Ta "inna" firma oferowała panele Bruk Bet BEM 370W i falownik .... Spirvent. Słyszałem o jakichś problemach tej firmy ale nie zagłębiałem się w to już, gdyż cena na poziomie 19 tysięcy była dla mnie zbyt duża jak za moc ok. 3 kW.
To, że Solartime ma branie to tylko świadczy o dobrym marketingu. Na "Fejsie" siedzi ich kobita i ciągle zachwala. Coś w tym jest. Ceny w porównaniu z dwiema innymi firmami, od których miałem możliwość wycenić instalację, wychodziły wysokie.
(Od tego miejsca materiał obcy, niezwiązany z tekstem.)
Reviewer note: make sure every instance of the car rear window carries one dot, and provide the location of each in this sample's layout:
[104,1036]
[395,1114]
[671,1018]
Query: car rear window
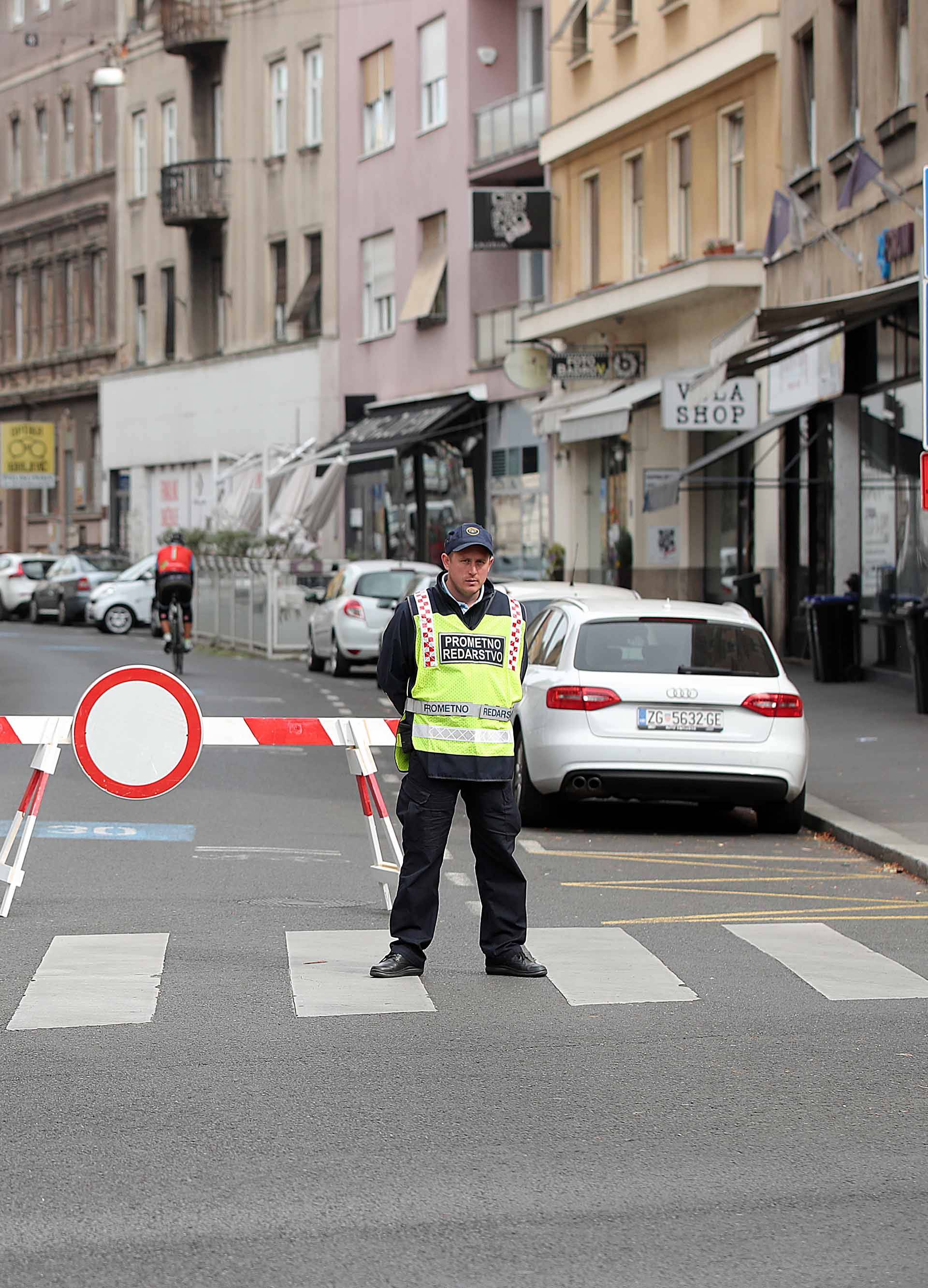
[389,584]
[673,648]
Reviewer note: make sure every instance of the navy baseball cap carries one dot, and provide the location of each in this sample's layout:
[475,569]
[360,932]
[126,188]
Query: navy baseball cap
[468,535]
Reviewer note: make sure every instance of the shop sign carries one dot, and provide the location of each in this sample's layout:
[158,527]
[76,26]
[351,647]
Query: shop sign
[511,219]
[628,362]
[28,454]
[582,365]
[735,405]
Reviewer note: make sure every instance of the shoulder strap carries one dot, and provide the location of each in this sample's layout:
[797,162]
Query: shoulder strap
[516,633]
[427,629]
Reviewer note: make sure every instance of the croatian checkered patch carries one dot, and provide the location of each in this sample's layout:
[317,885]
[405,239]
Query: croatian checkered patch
[516,634]
[427,629]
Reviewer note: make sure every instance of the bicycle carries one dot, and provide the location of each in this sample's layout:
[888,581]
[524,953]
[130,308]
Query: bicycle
[176,619]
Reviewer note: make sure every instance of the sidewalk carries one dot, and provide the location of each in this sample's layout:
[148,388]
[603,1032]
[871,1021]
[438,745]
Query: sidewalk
[868,777]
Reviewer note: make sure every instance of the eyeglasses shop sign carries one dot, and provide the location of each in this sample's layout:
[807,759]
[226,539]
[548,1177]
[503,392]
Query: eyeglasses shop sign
[734,406]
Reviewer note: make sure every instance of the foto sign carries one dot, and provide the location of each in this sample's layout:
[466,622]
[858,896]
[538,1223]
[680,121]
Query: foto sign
[511,219]
[734,406]
[28,454]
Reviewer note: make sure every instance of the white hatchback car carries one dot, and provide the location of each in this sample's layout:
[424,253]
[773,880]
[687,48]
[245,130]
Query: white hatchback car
[659,700]
[347,627]
[18,577]
[127,602]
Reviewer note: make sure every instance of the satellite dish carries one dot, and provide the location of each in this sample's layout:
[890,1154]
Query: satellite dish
[529,368]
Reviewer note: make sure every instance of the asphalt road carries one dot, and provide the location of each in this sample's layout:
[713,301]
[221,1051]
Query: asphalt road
[748,1131]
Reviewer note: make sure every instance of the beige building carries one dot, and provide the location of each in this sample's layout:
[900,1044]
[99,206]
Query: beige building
[57,260]
[226,213]
[663,156]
Zresztą napisałem to wcześniej.

----------


## jacek.1971

Też poszukuje firm z terenu Śląska proszę o pomoc w wyborze , potrzebuje instalacje  od 6,5 do 6,9 kwh

----------


## jacek.1971

Jest tu pare osób na forum ze śląskiego, proszę o pomoc w wyborze firmy

----------


## damijot

> Mateusz121 Twoje wypowiedzi śmierdzą trolem , z kilometra czuć że dla nich pracujesz lub masz jakiś interes w reklamie. marcinbbb niestety miał rację, najlepiej popytaj lokalnych wykonawców lub poproś o namiary i opinie sąsiadów którzy już instalacje mają zamontowaną


Z całym szacunkiem, to że ktoś jest 'lokalnym' wykonawcą, nie oznacza, że robi dobrze, często małe firmy robią instalacje budżetowe, źle uziemione oraz montaże niezgodne z obecnie panującymi przepisami - nie mówiąc o tym, że fakt panele i inwertery kupują ok, bo na to klienci zwracają uwagę, ale konstrukcje to często jakieś nie porozumienie, a warunkiem odwołania się o gwarancje do producenta jest dobrze wykonany montaż.. a to wszystko ponieważ mają tylko podstawowe szkolenia - a większość zwinie się za kilka miesięcy z rynku max 2-3 lat z rynku, a mają wejść przepisy mówiące o serwisach instalacji i wtedy znowu trzeba kogoś szukać.

----------


## tobiasz86

Ja nie twierdzę że lokalny wykonawca jest najlepszy ale takiego można zweryfikować chociażby przyglądnąć się inwestycji którą właśnie wykonuje...

----------


## r19

Hymon Energy.... cały wątek usunięty.... cenzura i kasa rządzi....  :smile:

----------


## Kaizen

> Ja nie twierdzę że lokalny wykonawca jest najlepszy ale takiego można zweryfikować chociażby przyglądnąć się inwestycji którą właśnie wykonuje...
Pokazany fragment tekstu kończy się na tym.